La situación podría volver a repetirse. Un diario nórdico, este sueco, publicó el pasado julio una viñeta en la que se caricaturizaba a Mahoma como un perro.
El mal gusto del dibujo es más que evidente. Además las creencias religiosas tienen una impronta vital enorme para quienes las hacen suyas. Es lógico si la fe le lleva a lo trascendente, a lo que va más allá incluso de la propia persona. Si, como es el caso, se identifica a Dios como el creador de todas las cosas. Quien insulta unos sentimientos tan íntimos y tan poderosos es revelador de su calidad humana.

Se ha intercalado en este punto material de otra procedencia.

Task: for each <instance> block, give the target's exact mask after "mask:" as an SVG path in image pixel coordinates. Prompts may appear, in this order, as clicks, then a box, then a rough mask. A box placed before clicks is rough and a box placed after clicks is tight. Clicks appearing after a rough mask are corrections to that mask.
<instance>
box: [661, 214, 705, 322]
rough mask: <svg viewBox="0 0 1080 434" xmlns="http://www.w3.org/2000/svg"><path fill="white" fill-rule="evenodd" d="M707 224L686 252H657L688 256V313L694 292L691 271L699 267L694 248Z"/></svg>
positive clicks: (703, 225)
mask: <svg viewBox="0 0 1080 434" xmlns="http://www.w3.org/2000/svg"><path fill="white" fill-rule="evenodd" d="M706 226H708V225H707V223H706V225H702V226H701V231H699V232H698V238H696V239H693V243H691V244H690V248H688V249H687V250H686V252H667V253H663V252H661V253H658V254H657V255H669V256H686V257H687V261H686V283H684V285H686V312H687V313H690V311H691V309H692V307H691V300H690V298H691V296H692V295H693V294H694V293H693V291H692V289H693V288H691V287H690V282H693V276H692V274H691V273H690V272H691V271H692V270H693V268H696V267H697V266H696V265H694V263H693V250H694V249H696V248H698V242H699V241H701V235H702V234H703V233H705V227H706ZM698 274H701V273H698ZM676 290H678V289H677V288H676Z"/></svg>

Nuestra cultura es, déjeme recordar el tópico, cierto aquí, de raigambre clásica y judeocristiana. De ambas fuentes hemos destilado algunas ideas que consideramos obvias pero que para otras culturas no lo son en absoluto. La creencia judía de que estamos hechos a semejanza de Dios explica la repugnancia al castigo físico y la tortura. El cristianismo introdujo la revolucionaria idea de que todos somos iguales ante el juicio moral de Dios, lo que ha dado lugar a la idea de la igual dignidad de la persona independientemente de su condición. El humanismo clásico ha servido de contrapeso a un teocentrismo excesivo. Uno a uno, estos elementos más otras circunstancias históricas han favorecido el alumbramiento de sociedades libres y complejas, que mantienen su ser pese a cada vez más le estamos dando la espalda a la propia cultura.
La cuestión es, aquí, que el cristianismo ha alentado esa sociedad abierta que lleva sus propios símbolos a las cloacas de la cultura. No se entienda como una crítica, sino todo lo contrario. No soy un experto en las culturas musulmanas, pero hay rasgos demasiado marcados como para que se le escapen al observador atento. Y uno de ellos es que no ha dado lugar a esa complejidad, a esa tolerancia que lleve a extremos indeseables, como el de esta viñeta, sin el peligro de que la llama del odio vuelva a prenderse. Hay enfrentamientos entre distintas formas de entender el mensaje de Mahoma, pero no han forzado el compromiso de tener que tolerarse, aunque sea a desgana; un paso que nosotros comenzamos a dar hace ya muchos siglos. A ellos les quedan unos cuantos, parece, para la tolerancia.